By David W. Marshall
Washington Informer
https://www.washingtoninformer.com/
Two hours after making his historic remarks on same-sex unions, then-President Barack Obama held a critical conference call with Black pastors to explain his support for gay marriage, according to The New York Times. The pastors who participated told the paper that Obama explained how he struggled with the decision, and several voiced their disapproval. The call was a quiet effort by the president to control potential political damage from his controversial announcement.
Black churches were conflicted in their reactions. Some were silent. At other churches, pastors spoke against the president’s decision — but spoke kindly of the man himself. While some were outraged, a minority of pastors spoke favorably while expressing understanding of the president’s change of heart. African Americans were a key voting bloc. During the 2008 presidential election, exit polls showed Obama lost to John McCain among white voters but won more than 95% of the African American vote. While African Americans overwhelmingly supported Obama, traditionally most are socially conservative on gay marriage. Overall, many Black pastors said they would still support the president in the 2012 election even though they might disagree on this issue.
The gay marriage announcement highlighted several things. First, there exists a segment within the Black church that is progressive on racial and economic equality, justice and fairness while remaining conservative on abortion and gay marriage. This stripe of Christian faith never aligned itself completely with conservative or progressive evangelicals. It is a group passionate about racial and economic equality because it directly affects their personal well-being and safety, and that of their families and communities. Second, it showed that most Black Christians who previously supported Obama continued to do so despite deep disagreement over a major social issue. Despite conservative beliefs, if a candidate fights for overall equality, justice and fairness critical to the daily lives of people of color, the candidate’s stance on gay marriage was not the deal-breaker it would be for Religious Right voters.
As we reflect on the life of former President Jimmy Carter, we are reminded he was one of the most religious presidents in modern U.S. history who openly embraced the label “born-again Christian.” As a progressive evangelical, Carter was outspoken about Jesus and justice.

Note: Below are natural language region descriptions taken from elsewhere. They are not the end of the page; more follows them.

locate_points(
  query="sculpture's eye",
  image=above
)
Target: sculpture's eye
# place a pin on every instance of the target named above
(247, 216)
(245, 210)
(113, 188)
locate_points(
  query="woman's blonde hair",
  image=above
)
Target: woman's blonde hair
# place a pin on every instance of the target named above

His rise occurred during a major transformative period in American Christianity. Like the Religious Right, Carter personally opposed abortion and same-sex marriage. Where Carter and the Religious Right differed was on legislation. Conservatives favored specific legislation Carter believed infringed on the separation of church and state, such as a proposed constitutional amendment banning abortion and an attempt to restore prayer in public schools.

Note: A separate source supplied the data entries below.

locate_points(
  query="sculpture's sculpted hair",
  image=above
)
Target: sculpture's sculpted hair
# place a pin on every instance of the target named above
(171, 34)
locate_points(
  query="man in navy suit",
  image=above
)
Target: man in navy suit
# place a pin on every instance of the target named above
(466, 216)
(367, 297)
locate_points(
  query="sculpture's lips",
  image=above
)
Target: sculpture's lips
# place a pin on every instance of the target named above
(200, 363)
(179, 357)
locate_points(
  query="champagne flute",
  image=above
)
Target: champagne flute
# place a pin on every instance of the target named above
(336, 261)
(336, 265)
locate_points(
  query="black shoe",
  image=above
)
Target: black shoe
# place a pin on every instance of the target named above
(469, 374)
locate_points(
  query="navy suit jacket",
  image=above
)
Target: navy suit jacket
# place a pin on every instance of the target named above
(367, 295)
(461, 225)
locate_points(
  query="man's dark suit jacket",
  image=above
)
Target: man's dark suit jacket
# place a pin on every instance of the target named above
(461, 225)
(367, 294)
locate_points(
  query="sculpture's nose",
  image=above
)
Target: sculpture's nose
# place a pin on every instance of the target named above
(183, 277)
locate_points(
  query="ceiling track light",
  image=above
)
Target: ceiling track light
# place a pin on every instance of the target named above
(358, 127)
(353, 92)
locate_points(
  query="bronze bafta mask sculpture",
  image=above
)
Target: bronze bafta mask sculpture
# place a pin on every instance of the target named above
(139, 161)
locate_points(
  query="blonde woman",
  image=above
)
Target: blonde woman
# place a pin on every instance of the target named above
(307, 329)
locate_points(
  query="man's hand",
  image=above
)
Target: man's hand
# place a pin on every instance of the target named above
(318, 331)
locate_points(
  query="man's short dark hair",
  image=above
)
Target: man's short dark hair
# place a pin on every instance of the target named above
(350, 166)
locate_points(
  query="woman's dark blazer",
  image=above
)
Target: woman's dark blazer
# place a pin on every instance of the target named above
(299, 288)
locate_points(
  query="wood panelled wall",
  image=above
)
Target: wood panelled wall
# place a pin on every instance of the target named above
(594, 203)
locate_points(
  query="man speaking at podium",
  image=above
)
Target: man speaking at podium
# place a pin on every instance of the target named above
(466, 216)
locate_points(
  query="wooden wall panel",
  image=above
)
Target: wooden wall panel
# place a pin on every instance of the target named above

He did not campaign to overturn Roe v. Wade, and he was a feminist who appointed more women to his administration than any previous president. Carter supported the Equal Rights Amendment, a proposed constitutional change that would have guaranteed legal equality to women. Many white evangelicals did not believe in women’s equality. As a product of the Deep South, he was a theologically conservative evangelical with a progressive political platform. Carter’s public stance on culture war issues cost him politically when fellow white evangelicals and the Moral Majority abandoned him for reelection. They supported his Republican challenger Ronald Reagan, who received an estimated 56% of the evangelical vote in 1980. These voters didn’t just turn from Carter — they turned from part of their tradition, historians say.
Carter represented a tradition where a white evangelical could credibly claim to be a Bible-believing, “I’ve been saved by the blood of Jesus” Christian — and still be politically progressive, says Randall Balmer, author of “Redeemer: The Life of Jimmy Carter.” As a white evangelical, Carter didn’t fit with the likes of Jerry Falwell, who founded the Moral Majority. “He had no problem being identified as a progressive evangelical,” says Balmer, who recounts Carter’s defense of a Black Naval Academy classmate and his refusal to join a white supremacist group. Carter represented what one commentator calls the “road not taken” by many contemporary white evangelicals. He was a peacemaker.

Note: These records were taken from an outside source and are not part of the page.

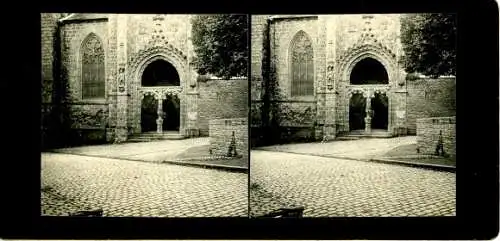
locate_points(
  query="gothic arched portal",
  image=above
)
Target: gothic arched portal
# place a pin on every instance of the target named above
(369, 71)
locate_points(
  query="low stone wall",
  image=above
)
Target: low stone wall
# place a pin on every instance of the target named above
(221, 133)
(428, 132)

He was a global peacemaker both as president and afterward. Carter won the 2002 Nobel Peace Prize for decades of efforts to find peaceful solutions to international conflicts and advance democracy and human rights. During his post-presidency, he promoted racial reconciliation and collective healing within the Baptist church. In 2006, Carter joined with Mercer University President Bill Underwood to bring together Baptists of different races and ethnicities, regions, backgrounds and theological perspectives in an informal alliance. A year later, the New Baptist Covenant was formed. According to the Rev. Mitch Randall, CEO of Good Faith Media, “It was President Carter’s lifelong dream to put Baptists together who had been divided.” With his passing, it is our hope his dream is fulfilled.
Marshall is the founder of the faith-based organization TRB: The Reconciled Body and author of the book “God Bless Our Divided America.”